Why can't I use the map function to create a good hash from a simple data file in Perl?
The post is updated. Please kindly jump to the Solution part, if you've already read the posted question. Thanks!
Here's the minimized code to exhibit my problem:
The input data file for test has been saved by Window's built-in Notepad as UTF-8 encoding. It has the following three lines:
abacus æbәkәs abalone æbәlәuni abandon әbændәn
The Perl script file has also been saved by Window's built-in Notepad as UTF-8 encoding. It contains the following code:
#!perl -w
use Data::Dumper;
use strict;
use autodie;
open my $in,'<',"./hash_test.txt";
open my $out,'>',"./hash_result.txt";
my %hash = map {split/\t/,$_,2} <$in>;
print $out Dumper(\%hash),"\n";
print $out "$hash{abacus}";
print $out "$hash{abalone}";
print $out "$hash{abandon}";
In the output, the hash table seems to be okay:
$VAR1 = { 'abalone' => 'æbәlәuni ', 'abandon' => 'әbændәn', 'abacus' => 'æbәkәs ' };
But it is actually not, because I only get two values instead of three:
æbәlәu开发者_StackOverflow中文版ni әbændәn
Perl gives the following warning message:
Use of uninitialized value $hash{"abacus"} in string at C:\test2.pl line 11, <$i
n> line 3.
where's the problem? Can someone kindly explain? Thanks.
The Solution
Millions of thanks to all of you guys :) Now finally the culprit is found and the problem becomes fixable :) As @Sinan insightfully pointed out, I'm now 100% sure that the culprit for causing the problem I described above is the two bytes of BOM, which Notepad added to my data file when it was saved as UTF-8 and which somehow Perl does not treat properly. Although many suggested that I should use "<:utf8" and ">:utf8" to read and write files, the thing is these utf-8 configurations do not solve the problem. Instead they may cause some other problems.
To really solve the problem, all I actually need is to add one line of code to force Perl to ignore the BOM:
#!perl -w
use Data::Dumper;
use strict;
use autodie;
open my $in,'<',"./hash_test.txt";
open my $out,'>',"./hash_result.txt";
seek $in,3,0; # force Perl to ignore the BOM!

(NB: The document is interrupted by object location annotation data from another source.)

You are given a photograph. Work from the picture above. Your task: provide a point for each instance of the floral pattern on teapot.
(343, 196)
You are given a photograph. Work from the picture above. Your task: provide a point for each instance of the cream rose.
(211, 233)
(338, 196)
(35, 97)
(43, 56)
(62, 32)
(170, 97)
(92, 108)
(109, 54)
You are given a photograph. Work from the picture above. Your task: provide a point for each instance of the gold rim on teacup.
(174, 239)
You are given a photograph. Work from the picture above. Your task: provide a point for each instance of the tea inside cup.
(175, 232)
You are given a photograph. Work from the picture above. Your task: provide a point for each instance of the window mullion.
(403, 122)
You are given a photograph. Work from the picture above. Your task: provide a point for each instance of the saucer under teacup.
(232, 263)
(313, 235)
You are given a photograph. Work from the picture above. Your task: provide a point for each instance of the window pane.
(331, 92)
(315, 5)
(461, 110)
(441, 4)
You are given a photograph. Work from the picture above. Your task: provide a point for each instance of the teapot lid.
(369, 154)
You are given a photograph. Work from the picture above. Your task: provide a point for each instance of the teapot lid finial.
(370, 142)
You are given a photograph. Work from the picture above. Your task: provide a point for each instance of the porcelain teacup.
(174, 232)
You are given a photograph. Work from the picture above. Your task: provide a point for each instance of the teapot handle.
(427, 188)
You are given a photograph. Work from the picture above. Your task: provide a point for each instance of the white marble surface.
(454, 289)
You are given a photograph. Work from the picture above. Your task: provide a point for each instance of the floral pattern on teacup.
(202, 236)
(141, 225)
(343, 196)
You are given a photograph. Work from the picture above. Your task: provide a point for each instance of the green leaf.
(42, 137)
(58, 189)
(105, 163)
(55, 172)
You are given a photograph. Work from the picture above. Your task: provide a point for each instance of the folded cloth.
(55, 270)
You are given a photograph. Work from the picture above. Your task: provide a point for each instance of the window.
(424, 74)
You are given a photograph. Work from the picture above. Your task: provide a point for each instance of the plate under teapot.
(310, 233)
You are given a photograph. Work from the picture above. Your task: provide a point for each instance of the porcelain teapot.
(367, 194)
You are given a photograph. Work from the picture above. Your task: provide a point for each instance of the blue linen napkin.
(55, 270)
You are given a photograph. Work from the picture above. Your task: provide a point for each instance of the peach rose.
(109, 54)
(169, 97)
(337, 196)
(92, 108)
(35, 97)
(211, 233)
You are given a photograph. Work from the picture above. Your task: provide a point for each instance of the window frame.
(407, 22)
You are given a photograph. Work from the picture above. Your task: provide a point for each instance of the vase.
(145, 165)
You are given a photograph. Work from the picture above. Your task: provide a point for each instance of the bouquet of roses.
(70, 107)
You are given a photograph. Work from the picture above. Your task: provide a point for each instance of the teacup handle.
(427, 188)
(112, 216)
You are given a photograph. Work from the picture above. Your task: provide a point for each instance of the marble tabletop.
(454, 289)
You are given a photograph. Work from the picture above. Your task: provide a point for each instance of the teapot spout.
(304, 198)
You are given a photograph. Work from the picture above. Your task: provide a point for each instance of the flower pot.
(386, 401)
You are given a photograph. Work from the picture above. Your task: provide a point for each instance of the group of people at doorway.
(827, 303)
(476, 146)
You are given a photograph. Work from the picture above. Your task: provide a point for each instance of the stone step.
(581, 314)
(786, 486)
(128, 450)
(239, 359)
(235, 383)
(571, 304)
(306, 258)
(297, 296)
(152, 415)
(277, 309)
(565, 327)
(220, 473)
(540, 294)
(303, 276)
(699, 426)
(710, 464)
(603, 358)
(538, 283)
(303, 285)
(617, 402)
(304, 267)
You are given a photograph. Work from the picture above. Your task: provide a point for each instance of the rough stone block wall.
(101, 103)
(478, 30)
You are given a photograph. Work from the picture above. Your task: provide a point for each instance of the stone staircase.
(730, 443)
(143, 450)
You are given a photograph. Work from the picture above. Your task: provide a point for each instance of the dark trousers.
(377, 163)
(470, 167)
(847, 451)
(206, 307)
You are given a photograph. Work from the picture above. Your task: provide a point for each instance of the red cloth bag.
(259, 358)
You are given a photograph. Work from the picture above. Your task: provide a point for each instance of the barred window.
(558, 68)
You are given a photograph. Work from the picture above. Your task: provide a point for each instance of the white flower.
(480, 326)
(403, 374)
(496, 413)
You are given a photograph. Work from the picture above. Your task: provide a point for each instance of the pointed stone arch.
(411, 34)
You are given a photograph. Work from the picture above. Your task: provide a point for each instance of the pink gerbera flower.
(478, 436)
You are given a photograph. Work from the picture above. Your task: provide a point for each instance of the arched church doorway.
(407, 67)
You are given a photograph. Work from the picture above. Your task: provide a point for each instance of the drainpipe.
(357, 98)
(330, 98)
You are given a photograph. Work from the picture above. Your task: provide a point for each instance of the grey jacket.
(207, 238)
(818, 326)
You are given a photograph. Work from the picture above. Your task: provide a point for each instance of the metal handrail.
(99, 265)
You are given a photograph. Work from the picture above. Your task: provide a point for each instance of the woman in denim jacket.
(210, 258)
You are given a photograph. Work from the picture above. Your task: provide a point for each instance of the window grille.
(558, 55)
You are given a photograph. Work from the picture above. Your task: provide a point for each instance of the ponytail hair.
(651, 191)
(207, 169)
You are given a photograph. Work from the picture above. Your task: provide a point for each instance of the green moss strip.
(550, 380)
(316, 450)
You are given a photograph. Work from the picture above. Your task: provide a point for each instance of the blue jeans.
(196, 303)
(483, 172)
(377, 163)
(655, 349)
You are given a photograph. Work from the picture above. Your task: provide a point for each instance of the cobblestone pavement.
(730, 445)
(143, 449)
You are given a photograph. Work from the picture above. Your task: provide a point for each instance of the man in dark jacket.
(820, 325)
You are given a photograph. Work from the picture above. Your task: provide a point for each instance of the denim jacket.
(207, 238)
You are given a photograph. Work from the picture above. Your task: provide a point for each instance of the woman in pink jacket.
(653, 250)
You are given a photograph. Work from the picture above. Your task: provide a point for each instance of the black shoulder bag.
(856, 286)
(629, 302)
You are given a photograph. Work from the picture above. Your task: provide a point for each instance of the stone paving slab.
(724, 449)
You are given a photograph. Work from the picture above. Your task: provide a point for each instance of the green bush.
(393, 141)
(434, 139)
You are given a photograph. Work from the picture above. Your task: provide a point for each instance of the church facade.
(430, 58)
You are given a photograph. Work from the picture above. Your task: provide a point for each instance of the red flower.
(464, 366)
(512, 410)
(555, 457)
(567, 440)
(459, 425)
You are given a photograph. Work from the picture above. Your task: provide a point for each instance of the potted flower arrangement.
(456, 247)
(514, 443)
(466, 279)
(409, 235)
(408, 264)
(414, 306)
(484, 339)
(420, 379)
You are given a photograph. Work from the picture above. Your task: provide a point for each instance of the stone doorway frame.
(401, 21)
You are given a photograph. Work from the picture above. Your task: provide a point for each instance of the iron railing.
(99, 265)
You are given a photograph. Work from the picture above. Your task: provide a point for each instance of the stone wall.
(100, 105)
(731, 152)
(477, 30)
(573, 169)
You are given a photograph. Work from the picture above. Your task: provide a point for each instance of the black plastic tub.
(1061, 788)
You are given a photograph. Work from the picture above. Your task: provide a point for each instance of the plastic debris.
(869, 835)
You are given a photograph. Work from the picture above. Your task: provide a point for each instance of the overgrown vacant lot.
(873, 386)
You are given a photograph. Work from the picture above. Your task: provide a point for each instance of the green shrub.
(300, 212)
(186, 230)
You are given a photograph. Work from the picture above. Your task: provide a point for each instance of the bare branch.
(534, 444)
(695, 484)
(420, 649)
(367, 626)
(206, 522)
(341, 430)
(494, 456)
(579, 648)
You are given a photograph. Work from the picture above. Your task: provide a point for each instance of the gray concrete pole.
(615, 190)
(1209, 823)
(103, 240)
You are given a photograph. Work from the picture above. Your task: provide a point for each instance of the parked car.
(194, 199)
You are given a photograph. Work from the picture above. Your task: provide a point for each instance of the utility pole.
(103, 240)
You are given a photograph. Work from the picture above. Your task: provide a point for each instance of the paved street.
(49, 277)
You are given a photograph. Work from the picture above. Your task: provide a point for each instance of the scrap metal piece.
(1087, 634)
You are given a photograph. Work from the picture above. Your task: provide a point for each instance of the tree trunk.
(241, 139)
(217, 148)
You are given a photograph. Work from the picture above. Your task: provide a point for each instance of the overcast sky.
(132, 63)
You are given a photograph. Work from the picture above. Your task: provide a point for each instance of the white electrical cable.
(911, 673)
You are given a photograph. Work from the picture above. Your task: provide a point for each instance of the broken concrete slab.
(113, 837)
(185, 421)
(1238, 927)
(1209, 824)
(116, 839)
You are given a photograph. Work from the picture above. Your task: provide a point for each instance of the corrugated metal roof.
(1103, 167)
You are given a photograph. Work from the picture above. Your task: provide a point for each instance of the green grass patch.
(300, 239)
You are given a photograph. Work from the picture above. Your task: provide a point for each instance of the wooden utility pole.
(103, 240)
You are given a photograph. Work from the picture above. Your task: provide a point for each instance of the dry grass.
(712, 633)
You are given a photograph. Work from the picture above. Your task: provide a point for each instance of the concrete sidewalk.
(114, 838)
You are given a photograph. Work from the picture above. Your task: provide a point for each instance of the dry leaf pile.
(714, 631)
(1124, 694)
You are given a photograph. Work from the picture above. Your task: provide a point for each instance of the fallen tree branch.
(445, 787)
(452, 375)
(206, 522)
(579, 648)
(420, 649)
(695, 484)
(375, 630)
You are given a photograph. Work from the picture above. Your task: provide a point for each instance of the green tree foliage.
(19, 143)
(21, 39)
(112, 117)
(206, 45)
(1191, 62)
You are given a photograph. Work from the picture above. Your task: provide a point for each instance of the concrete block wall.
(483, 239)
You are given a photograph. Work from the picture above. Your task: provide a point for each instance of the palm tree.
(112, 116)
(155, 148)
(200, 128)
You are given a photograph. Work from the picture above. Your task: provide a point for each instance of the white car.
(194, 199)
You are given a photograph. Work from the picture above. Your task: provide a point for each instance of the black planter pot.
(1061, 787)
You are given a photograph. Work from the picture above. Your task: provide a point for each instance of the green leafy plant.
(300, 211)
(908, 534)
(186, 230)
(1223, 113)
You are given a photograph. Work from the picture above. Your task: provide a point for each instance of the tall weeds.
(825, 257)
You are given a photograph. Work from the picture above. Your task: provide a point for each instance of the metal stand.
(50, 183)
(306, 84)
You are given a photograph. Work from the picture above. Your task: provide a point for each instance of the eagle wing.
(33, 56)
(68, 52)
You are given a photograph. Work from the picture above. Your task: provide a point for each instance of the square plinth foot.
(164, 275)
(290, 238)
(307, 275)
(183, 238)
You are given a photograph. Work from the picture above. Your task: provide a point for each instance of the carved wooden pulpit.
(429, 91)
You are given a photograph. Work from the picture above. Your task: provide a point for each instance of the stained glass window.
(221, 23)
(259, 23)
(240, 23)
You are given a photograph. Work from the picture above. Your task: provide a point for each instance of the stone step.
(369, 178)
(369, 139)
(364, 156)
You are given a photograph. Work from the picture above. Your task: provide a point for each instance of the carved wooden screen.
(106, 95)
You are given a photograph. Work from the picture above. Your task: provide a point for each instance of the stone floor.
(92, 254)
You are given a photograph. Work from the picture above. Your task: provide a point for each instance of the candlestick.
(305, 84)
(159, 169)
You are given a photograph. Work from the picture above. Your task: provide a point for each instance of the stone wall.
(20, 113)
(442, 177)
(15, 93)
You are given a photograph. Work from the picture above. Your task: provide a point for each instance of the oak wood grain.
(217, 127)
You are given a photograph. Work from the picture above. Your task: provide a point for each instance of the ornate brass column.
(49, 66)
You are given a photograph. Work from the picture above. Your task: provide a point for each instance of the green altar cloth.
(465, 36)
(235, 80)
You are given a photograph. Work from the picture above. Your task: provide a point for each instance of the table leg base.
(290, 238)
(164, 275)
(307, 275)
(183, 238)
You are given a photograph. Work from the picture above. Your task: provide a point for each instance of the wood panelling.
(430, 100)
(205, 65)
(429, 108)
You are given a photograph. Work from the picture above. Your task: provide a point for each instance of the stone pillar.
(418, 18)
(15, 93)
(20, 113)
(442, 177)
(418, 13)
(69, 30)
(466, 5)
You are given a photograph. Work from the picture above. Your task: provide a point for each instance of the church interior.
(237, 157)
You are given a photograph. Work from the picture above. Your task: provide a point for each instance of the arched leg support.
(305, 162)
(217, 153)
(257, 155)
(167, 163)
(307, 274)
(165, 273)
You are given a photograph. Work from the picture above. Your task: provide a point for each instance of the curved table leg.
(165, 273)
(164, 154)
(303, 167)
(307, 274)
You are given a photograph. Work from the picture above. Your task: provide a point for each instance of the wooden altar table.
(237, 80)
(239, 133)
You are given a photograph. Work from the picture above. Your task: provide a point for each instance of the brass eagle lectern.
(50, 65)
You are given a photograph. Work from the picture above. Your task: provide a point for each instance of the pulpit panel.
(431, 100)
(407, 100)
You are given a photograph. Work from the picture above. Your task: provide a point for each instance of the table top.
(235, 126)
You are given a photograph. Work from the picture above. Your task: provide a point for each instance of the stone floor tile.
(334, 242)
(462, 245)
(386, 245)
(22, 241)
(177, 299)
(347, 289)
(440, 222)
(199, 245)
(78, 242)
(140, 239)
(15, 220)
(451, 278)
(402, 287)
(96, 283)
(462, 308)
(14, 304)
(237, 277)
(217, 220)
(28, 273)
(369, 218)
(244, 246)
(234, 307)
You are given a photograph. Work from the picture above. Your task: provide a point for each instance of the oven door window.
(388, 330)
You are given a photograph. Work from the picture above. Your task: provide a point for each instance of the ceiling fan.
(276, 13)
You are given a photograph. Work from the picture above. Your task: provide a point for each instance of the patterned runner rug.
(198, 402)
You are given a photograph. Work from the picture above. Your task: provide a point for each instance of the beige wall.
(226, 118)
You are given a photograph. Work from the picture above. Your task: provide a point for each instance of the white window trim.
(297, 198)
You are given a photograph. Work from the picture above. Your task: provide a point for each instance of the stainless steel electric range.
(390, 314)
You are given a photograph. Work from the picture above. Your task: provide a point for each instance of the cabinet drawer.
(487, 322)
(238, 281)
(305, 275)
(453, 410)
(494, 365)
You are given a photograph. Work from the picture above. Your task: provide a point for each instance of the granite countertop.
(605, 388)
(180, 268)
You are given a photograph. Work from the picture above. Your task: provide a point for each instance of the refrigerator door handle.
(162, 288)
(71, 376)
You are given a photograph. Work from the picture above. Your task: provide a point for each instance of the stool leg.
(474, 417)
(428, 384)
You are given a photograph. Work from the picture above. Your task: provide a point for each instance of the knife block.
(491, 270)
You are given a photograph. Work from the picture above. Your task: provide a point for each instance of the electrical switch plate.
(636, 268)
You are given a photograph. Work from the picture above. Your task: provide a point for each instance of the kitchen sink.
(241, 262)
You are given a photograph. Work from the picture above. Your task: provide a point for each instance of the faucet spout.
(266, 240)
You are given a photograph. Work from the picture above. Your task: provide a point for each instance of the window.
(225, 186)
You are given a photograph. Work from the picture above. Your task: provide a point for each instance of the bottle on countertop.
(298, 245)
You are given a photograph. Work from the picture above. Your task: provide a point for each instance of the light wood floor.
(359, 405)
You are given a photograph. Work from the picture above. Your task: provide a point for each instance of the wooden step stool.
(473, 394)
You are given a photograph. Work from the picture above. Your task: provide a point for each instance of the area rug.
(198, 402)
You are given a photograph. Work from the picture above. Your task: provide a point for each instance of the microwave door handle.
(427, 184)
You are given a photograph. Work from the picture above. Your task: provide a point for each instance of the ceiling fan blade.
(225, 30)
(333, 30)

my %hash = map {split/\t/,$_,2} <$in>;
print $out Dumper(\%hash);
print $out $hash{abacus};
print $out $hash{abalone};
print $out $hash{abandon};
Now, the output is exactly what I expected:
$VAR1 = { 'abalone' => 'æbәlәuni ', 'abandon' => 'әbændәn', 'abacus' => 'æbәkәs ' }; æbәkәs æbәlәuni әbændәn
Please note the script is saved as UTF-8 encoding and the code does not have to include any utf-8 labels because the input file and the output file are both pre-saved as UTF-8 encoding.
Finally thanks again to all of you. And thank you, @Sinan, for the insightful guidance. Without your help, I would stay in the dark for God know how long.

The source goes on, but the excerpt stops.